Su crítica se extiende a los artistas, que están en “un estado de miseria cultural”. “Es imposible que una persona que está mirando lo que está pasando en Europa, sin siquiera ser parte, espiritualice Chile”, asegura. “Yo soy como el niño símbolo de la guerra contra todos estos que viven hablando de dónde vienen llegando”, agrega el escultor, que ha ejercido la docencia por tres décadas en la Universidad de Chile. Por posturas como esta es que no esperaba recibir el principal galardón que entrega el Estado. “Me extrañó mucho que me dieran el premio nacional. Mucho, mucho, mucho. Dije ni a palos.

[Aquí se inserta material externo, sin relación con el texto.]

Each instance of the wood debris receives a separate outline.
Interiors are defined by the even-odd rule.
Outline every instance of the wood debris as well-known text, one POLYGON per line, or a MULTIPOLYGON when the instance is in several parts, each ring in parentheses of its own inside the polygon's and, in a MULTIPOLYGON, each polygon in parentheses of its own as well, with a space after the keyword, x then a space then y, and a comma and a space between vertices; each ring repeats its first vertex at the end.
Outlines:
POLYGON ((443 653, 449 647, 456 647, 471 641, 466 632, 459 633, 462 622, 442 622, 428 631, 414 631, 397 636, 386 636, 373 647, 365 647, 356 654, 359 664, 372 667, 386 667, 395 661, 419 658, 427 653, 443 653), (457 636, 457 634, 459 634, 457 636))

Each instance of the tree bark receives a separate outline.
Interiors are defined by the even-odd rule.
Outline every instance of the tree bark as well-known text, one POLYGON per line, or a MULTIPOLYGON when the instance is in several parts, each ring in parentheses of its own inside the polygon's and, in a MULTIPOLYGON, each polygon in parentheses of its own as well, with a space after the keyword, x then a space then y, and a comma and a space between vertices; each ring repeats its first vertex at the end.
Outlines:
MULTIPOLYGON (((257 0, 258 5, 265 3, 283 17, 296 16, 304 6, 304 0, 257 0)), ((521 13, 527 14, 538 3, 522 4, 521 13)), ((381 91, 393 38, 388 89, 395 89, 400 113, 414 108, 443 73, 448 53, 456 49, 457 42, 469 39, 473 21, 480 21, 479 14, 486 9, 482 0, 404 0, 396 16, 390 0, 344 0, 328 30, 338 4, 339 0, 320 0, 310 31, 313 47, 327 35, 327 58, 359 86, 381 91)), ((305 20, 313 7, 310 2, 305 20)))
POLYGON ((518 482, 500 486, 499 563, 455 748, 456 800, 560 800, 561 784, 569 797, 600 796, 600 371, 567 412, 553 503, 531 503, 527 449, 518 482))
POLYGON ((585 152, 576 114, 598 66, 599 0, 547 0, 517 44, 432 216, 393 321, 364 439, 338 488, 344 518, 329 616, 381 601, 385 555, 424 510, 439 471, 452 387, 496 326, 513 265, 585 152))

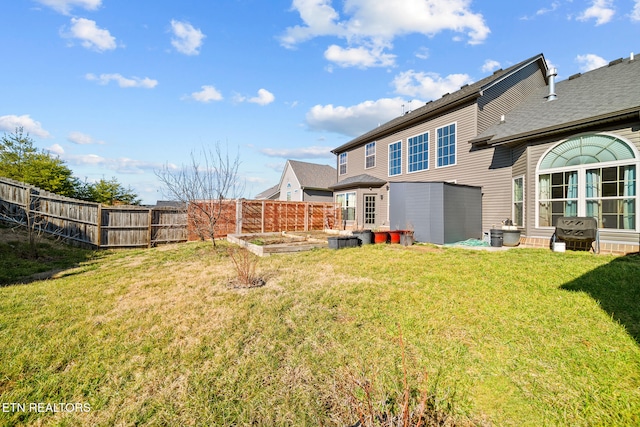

Pero parece que fue tan fuerte la obra que finalmente fue ella la que habló”.
Gazitúa, tan enérgico como reflexivo, tiene en su carpeta una serie de proyectos. Unos a punto de inaugurarse, otros con las maquetas listas y no pocas ideas para realizar si consigue financiamiento. Pero hay uno que lleva 25 años intentando sacar adelante junto a su esposa y aún no lo consigue. Se trata del “príncipe congelado”. Así llama al niño de unos ocho años que fue ofrendado en honor al dios inca Inti (Sol) y enterrado vivo a 5.400 metros de altura hace más de 500 años en el Cerro el Plomo. El escultor quiere que regrese a dicho lugar, donde su cuerpo liofilizado naturalmente fue encontrado a mediados de los cincuenta del siglo pasado.
“No puede seguir metido dentro de un refrigerador en el Museo Nacional de Historia Natural. Es un insulto a nuestra raza fundadora, a la sacralización de la cordillera. Yo digo: agarra a Jesucristo y mételo a un congelador en calidad de tesoro arqueológico a ver qué embarrada les queda”, plantea Gazitúa. “No me voy a morir mientras no tengamos al niño arriba. La cordillera, para mí y la Ángela, tiene más importancia cultural que el Museo de Bellas Artes con todos sus tesoros dentro. Lo más importante son las 24 hectáreas de glaciar blanco que Santiago tiene a la vista”, afirma entre los siete cerros que rodean su casa. Su taller. Su rincón sagrado.